# Section 3: Using Real Data and Python Modules

In this section, we will use real world data to inform decision making. We have two CSV files in the Data folder; CheckForLicenses which contains a list of CNO associates and UsersWithConfirmedLicenses which contains a list of CNO associates who definitively have Adobe Acrobat licenses.

We need to check and see who on our list of associates in CheckForLicenses has an Adobe license because everyone on that list needs one, but we need to make sure we don't assign an associate two licenses and we need to make sure we don't use a ton of company time confirming who does and who doesn't already have a license. We could do this manually and sift through the data with our eyes, we could parse it out in Excel, we could use Power Query, or we could employ Python to do it for us.

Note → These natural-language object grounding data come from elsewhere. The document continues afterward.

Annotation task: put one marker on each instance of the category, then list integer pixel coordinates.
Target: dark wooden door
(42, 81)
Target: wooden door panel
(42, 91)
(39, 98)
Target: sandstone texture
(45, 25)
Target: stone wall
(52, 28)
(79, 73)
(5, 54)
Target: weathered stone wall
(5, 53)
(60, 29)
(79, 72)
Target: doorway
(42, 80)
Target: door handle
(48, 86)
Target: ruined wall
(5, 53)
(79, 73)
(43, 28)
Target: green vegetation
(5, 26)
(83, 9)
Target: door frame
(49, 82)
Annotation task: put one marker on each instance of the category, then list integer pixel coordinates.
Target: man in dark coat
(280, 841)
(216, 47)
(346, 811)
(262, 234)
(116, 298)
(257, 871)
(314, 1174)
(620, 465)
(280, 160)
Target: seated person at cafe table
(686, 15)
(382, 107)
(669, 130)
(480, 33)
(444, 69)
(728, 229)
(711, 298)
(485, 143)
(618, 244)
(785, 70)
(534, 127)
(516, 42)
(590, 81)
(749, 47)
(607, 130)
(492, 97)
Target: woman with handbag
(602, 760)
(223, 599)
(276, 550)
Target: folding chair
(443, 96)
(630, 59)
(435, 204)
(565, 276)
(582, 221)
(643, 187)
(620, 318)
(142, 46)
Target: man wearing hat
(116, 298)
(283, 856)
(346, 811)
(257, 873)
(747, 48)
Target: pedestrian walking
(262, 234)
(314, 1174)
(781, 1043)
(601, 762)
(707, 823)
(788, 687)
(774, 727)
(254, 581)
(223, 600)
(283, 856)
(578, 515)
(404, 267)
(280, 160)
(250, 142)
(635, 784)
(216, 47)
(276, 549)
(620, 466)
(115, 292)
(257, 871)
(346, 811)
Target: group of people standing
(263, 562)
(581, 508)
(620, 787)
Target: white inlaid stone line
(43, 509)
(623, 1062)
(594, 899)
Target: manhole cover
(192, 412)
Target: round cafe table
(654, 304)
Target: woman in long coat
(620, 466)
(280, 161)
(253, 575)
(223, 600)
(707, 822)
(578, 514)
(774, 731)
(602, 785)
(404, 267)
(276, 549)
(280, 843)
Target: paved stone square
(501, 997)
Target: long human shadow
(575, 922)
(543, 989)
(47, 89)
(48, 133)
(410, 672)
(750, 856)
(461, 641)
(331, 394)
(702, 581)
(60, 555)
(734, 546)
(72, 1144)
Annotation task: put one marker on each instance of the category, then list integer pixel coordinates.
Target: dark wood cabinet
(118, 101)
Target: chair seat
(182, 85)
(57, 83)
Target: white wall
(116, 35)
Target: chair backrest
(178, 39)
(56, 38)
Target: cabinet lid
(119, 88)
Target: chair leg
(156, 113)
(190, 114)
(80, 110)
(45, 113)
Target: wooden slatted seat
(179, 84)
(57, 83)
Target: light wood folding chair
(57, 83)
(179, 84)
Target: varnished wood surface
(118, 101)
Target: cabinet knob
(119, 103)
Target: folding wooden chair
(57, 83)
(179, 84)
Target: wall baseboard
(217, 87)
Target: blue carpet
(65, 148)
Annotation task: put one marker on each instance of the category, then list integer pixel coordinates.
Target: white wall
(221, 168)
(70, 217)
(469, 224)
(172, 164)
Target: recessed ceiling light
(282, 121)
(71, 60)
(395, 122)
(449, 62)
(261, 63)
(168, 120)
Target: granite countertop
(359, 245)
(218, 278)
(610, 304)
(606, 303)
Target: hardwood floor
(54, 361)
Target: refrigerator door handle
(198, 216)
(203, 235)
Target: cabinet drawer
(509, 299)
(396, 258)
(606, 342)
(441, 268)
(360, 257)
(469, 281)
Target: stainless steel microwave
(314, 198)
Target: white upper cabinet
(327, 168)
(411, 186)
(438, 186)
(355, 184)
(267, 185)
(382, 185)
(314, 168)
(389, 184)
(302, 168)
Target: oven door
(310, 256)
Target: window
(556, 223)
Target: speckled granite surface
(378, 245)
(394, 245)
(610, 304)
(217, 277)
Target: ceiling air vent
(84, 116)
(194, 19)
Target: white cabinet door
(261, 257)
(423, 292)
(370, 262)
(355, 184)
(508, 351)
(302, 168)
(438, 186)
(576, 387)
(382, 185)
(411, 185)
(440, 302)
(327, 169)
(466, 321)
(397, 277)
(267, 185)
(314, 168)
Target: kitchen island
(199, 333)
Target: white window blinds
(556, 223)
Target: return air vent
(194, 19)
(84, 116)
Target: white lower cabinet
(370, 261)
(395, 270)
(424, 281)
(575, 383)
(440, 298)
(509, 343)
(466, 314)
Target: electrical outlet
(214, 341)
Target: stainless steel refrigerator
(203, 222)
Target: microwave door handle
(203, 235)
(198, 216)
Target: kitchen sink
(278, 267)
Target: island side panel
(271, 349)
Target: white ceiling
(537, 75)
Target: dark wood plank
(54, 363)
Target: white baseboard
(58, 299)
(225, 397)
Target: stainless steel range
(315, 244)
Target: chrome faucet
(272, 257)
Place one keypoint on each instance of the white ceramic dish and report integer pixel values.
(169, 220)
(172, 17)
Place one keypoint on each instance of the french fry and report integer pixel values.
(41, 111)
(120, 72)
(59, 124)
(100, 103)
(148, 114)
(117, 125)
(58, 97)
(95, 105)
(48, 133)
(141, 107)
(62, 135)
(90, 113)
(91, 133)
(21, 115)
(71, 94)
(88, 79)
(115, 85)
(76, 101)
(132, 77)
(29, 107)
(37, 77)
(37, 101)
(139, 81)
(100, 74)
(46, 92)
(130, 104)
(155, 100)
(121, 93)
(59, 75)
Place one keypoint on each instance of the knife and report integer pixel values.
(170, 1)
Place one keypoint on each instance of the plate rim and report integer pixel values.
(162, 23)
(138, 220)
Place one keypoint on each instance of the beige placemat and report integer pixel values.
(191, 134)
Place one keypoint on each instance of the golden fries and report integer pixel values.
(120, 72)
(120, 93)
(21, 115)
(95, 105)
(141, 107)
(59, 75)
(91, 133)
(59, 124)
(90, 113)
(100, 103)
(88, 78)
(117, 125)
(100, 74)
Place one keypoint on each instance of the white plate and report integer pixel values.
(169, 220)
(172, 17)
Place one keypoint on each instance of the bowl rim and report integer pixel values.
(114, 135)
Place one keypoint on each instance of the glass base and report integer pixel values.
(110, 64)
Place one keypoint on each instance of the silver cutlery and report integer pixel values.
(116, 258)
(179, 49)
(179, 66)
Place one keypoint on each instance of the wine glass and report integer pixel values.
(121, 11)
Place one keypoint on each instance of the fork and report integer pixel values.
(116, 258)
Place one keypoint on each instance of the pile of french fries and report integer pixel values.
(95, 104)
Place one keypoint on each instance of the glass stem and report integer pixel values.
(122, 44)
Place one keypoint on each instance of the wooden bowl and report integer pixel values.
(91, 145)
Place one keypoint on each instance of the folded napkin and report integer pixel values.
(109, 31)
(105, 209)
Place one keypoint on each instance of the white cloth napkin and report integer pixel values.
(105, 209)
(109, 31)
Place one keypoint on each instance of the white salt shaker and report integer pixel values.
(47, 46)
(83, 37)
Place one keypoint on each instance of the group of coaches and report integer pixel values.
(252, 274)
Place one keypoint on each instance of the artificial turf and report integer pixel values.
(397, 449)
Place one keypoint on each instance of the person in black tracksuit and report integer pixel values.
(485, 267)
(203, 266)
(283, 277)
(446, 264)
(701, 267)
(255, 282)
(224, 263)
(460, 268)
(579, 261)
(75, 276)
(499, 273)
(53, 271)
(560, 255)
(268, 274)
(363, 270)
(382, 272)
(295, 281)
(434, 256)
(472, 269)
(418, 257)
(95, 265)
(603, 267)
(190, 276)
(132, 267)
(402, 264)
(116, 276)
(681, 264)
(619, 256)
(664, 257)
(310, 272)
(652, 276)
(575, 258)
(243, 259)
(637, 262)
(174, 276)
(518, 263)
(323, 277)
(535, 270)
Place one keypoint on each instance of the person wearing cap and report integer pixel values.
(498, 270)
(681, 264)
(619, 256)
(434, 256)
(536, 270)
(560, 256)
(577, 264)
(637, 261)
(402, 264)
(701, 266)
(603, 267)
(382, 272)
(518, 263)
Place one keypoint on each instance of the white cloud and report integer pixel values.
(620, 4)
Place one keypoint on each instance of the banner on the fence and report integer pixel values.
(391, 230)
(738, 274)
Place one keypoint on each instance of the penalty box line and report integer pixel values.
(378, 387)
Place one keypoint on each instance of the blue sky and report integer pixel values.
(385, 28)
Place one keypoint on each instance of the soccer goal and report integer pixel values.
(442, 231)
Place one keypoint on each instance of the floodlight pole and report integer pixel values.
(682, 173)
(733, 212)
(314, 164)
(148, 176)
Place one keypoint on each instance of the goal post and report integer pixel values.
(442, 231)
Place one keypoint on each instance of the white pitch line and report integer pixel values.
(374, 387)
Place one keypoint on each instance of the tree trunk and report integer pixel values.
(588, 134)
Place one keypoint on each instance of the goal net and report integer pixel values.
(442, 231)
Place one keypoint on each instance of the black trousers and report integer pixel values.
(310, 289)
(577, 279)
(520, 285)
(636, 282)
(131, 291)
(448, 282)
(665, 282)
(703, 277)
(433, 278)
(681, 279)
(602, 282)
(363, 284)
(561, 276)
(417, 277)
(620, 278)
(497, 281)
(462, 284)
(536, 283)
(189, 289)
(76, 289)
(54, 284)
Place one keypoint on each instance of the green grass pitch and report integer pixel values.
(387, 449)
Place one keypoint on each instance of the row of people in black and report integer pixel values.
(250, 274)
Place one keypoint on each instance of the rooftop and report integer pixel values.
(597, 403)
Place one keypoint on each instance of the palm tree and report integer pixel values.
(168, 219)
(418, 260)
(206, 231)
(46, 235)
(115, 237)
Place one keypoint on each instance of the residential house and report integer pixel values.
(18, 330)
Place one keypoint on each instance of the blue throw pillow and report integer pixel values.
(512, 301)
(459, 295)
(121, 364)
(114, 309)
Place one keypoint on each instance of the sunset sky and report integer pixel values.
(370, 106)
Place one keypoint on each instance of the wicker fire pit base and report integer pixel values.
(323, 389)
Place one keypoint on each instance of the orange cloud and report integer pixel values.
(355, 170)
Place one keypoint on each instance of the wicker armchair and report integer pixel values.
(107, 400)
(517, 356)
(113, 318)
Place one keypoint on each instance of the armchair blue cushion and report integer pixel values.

To do this, we will introduce modules to make the work even easier for us.

Modules are packages of Python code that have been created by software developers and members of the community, as well as institutions like MIT and Harvard, to do the job of many lines of code with even fewer.

The module we will be using for this section is called Pandas. Pandas is a module that was developed to make working with large sets of data as easy as possible.

The first thing we need to do is install Pandas. We can do that with the terminal or command line by using the "pip install pandas" command, or by running the following code chunk. In some coding environments, pandas is pre-installed because it is so widely used.

* Pandas is already installed here, so we don't need to run the code block below.

In [None]:
#Install pandas

!pip install pandas

Next, we need to begin writing our code. We'll start the code by importing pandas - this will explicitly tell Python we want to use pandas to do our work.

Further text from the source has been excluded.